Post by AjachiChakrabarti » 04/08/2019, 3:13

Here's my entry: maps/tours/view/12400

Le Tour Eddy Mercx

Prologue: Campione d'Italia to Caprino (53.4 km, TTT)
maps/viewtrack/288696
Like the 1968 Giro d'Italia, Mercx's first GT win, the race starts in Campione d'Italia, the Italian exclave in Switzerland. However, unlike the 5.7 km TT that year with times not counting for the GC, this prologue is a highly consequential team time trial around the shores of Lake Lugano, with almost 2500 m of climbing.
Image

Stage 1: Campione d'Italia to Como (214.9 km)
maps/viewtrack/288718
Como used to be the finishing town of the Giro di Lombardia, which Mercx won in 1971 and 1972. Although the start and finish towns are quite close to each other, the stage takes the long route, going around the shores of Lake Como, with four significant climbs—San Fedele Intelvi, Casargo, Belisio and Civiglio.
Image

Stage 2: Mendrisio to Mendrisio (220.4 km)
maps/viewtrack/289161
I couldn't figure out how to work with the Editor, and the free version of RideWithGPS did not allow me to import GPX files, so the World Championship circuits haven't come out as I would have liked. This stage has 12, rather than 15, laps of the 1971 WC circuit at Mendrisio.
Image

Stage 3: Como to Saint-Vincent (172.8 km)
maps/viewtrack/288747
Saint-Vincent was the site of two stage wins by Mercx, in the 1968 and 1970 Giros, so the next two stages are centred in the alpine town. This one is a fairly straightforward transition stage, with the second-category climb to Valico di Croce Serra followed by the final climb into Saint-Vincent itself, with the gradient reaching 16 percent in the final kilometre.
Image

Stage 4: Moron to Moron (164.3 km)
maps/viewtrack/289767
This stage is a mountainous circuit around Saint-Vincent, with almost seven thousand kilometres of climbing. It begins on the descent of the Col de Joux, and the climbing starts within the first 25 km. After two second-category climbs, the race ends with the first-category Col du Saint-Panthaleon and Col de Joux, with 13 km of descending to the start-finish line.
Image

Stage 5: Moron to Novara (182.3 km)
maps/viewtrack/288750
Mercx won a stage to Novara in the 1968 Giro, and this stage is roughly the reverse of the Novara to Saint-Vincent stage he won the following day.
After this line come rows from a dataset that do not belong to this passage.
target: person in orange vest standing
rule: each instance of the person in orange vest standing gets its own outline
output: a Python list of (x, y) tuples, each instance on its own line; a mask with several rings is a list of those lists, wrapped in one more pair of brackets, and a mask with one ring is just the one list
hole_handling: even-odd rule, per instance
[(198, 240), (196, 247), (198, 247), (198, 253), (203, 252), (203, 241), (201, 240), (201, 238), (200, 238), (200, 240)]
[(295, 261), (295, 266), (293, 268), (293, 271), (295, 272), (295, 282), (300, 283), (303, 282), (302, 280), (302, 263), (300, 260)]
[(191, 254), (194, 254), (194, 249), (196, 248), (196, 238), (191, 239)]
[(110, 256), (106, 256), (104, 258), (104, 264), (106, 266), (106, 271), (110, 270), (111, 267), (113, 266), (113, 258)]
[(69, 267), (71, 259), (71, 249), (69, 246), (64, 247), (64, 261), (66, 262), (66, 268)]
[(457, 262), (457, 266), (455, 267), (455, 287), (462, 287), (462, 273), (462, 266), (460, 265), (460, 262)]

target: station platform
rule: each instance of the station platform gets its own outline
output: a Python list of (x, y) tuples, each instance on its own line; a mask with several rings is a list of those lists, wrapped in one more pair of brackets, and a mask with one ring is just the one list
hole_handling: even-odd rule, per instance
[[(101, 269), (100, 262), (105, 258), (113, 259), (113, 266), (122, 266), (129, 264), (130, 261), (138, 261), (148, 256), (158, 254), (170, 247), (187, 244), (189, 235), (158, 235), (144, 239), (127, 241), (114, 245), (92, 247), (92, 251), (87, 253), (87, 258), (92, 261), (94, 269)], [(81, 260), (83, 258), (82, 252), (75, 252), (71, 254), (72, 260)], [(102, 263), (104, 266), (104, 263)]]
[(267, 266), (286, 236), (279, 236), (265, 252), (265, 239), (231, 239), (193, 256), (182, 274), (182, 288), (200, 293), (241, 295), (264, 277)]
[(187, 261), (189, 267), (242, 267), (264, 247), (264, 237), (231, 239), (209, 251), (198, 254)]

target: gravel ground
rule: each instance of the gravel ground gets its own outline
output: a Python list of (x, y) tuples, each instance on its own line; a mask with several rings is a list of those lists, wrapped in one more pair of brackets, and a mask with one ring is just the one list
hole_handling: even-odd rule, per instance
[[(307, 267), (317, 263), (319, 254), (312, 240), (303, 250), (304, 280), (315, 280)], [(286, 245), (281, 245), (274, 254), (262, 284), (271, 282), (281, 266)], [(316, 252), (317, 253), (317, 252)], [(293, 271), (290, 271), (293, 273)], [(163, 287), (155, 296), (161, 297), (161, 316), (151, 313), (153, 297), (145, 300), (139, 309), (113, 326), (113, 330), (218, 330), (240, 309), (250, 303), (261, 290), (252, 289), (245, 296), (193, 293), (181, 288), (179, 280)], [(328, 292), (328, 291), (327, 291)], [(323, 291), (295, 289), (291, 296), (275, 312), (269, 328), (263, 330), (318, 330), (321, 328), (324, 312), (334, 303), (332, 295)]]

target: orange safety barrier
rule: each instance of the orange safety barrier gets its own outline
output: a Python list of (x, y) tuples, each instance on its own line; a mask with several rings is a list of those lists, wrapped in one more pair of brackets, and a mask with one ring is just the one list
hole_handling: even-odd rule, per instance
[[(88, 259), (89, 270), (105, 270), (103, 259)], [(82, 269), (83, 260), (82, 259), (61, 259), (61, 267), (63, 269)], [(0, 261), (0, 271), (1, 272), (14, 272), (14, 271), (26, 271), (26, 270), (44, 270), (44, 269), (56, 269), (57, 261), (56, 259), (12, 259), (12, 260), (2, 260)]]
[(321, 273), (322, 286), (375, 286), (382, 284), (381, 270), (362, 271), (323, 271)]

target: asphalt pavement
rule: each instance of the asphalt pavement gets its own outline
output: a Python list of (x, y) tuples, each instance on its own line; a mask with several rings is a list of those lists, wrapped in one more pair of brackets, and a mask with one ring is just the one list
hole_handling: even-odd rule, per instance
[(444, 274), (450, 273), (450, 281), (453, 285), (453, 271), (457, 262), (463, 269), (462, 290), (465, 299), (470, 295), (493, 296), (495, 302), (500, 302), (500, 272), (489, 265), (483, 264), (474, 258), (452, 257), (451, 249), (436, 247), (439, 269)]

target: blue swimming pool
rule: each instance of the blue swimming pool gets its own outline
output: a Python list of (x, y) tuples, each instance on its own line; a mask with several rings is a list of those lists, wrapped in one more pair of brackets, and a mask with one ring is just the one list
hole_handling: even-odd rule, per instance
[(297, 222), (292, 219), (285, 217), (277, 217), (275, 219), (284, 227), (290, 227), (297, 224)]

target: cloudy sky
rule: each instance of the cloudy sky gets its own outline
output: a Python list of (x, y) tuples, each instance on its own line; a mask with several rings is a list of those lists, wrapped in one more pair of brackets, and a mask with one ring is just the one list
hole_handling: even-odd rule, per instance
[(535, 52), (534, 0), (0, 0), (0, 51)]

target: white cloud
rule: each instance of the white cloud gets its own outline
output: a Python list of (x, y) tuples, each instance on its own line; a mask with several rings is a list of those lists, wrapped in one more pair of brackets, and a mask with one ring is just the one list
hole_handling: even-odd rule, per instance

It has plenty of climbing in the first 114 kilometres, which should force a selection before a 30-km downhill and 40 kilometres of flat at the end leading up to a likely reduced sprint.
Image

Stage 6: Milan to San Remo (296.3 km)
maps/viewtrack/288869
Mercx won Milan-San Remo seven times—in 1966, 1967, 1969, 1971, 1972, 1975 and 1976—so what better use of the one really long stage we're allowed than having a full MSR course? The stage roughly corresponds to the course used in the 1970s, with the Passo del Turchino followed by Capo Cervo and Capo Berta before the Poggio, six kilometres from the finish.
Image

Stage 7A: San Remo to Nice (184.7 km)
maps/viewtrack/288896
The first half-stage of the race ends at the finishing city of Mercx's three consecutive Paris-Nice wins, between 1969 and 1971. Rather than simply travelling down the Riviera, though, this stage has almost ten thousand kilometres of climbing, with the second-category Col de Brouis followed by the first-category Col de Turini, and three further minor climbs before the run into Nice.
Image

Stage 7B: Nice to Cannes (35.9 km, ITT)
maps/viewtrack/288935
The time trial does proceed down the Riviera, with only a minor four-kilometre climb near the end.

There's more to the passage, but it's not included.